- Kinglet Gardens Location of Kinglet Gardens in Edmonton
- Coordinates: 53°34′44″N 113°41′56″W﻿ / ﻿53.579°N 113.699°W
- Country: Canada
- Province: Alberta
- City: Edmonton
- Quadrant: NW
- Ward: Nakota Isga
- Sector: Northwest
- Area: Big Lake
- Named: May 27, 2014

Government
- • Administrative body: Edmonton City Council
- • Councillor: Reed Clarke
- Elevation: 690 m (2,260 ft)

= Kinglet Gardens, Edmonton =

Kinglet Gardens is a developing neighborhood in northwest Edmonton, Alberta, Canada. It was named for golden-crowned kinglets and ruby-crowned kinglets that are native to nearby Big Lake.

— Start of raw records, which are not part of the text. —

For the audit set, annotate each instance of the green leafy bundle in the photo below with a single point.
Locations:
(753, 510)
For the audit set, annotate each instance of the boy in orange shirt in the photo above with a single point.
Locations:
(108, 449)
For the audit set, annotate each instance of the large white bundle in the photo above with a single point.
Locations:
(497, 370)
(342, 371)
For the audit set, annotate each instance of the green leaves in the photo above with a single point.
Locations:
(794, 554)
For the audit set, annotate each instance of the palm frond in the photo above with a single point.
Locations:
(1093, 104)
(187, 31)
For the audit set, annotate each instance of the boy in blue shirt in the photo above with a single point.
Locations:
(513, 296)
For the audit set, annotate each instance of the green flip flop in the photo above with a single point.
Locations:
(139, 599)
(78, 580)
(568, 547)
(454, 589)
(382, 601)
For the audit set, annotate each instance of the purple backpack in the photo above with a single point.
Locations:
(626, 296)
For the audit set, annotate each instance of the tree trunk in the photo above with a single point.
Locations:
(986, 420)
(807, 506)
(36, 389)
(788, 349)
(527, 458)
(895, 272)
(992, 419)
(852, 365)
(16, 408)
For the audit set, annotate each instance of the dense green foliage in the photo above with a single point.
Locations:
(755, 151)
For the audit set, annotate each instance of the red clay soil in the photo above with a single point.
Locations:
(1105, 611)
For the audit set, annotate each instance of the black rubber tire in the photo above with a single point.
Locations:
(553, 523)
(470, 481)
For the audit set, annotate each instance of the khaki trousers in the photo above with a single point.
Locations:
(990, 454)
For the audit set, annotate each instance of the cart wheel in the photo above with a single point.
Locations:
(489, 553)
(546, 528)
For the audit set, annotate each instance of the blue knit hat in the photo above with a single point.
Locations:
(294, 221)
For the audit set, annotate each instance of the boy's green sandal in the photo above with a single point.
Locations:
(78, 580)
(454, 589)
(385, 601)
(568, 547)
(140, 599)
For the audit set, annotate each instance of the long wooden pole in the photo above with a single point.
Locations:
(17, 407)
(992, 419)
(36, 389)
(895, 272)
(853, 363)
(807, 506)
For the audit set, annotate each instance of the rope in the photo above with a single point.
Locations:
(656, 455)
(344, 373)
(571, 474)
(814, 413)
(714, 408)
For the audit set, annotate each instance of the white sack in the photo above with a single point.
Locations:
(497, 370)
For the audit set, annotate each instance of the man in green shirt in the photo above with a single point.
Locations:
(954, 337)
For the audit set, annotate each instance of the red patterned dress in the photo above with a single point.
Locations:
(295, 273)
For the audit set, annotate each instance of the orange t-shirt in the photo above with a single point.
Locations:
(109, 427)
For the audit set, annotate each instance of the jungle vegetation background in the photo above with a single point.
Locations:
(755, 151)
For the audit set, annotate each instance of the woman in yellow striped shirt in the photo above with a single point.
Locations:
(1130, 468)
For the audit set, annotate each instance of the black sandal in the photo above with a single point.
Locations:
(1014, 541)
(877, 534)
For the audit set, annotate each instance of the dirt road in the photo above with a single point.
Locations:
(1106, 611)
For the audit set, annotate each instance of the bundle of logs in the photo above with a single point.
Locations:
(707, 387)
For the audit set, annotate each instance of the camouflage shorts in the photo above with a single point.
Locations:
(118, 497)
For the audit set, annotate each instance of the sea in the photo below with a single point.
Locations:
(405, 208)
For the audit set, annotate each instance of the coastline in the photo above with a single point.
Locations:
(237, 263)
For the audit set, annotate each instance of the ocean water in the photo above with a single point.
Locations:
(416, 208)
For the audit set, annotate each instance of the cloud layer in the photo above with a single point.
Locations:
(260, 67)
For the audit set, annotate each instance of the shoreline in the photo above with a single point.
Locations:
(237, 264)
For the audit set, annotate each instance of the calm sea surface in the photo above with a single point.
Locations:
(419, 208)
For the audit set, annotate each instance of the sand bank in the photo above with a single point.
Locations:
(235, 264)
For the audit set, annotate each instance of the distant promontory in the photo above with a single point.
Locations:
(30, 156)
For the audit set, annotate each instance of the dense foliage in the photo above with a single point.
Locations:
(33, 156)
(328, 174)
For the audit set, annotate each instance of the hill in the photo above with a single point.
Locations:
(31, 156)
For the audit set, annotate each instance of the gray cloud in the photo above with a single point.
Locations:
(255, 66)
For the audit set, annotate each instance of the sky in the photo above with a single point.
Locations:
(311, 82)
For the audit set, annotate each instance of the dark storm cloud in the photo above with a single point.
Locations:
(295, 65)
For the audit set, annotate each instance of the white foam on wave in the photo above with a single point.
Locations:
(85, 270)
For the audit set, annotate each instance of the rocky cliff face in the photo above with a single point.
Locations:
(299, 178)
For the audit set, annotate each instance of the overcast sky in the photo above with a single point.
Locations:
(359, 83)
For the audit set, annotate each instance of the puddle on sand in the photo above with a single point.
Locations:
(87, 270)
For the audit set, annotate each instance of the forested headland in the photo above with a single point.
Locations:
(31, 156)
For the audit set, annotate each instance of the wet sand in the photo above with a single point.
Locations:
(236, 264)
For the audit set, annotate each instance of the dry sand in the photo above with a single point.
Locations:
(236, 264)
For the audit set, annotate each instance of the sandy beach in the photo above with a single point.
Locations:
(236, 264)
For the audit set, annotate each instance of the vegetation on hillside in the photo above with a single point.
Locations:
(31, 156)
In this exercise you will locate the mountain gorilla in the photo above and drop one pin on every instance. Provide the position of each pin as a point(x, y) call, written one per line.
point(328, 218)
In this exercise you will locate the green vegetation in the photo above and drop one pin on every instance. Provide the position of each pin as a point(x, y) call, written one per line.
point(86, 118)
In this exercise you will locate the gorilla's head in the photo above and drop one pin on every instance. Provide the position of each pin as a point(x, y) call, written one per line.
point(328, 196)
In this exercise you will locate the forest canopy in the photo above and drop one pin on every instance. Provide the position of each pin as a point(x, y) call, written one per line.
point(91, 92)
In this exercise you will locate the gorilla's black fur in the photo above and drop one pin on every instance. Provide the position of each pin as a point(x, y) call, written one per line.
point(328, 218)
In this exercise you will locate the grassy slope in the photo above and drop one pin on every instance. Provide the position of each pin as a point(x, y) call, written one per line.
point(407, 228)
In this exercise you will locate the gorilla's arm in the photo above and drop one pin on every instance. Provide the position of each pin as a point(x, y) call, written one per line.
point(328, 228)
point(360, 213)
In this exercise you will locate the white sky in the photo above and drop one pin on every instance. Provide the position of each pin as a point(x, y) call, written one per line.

Kinglet Gardens is located within the Big Lake area and is identified as Neighbourhood 4 within the Big Lake Area Structure Plan (ASP). It was officially named Kinglet Gardens on May 27, 2014.

It is bounded on the west by 231 Street NW, north by the Hawks Ridge neighbourhood, east by 215 Street NW (Winterburn Road), and south by Yellowhead Trail (Highway 16).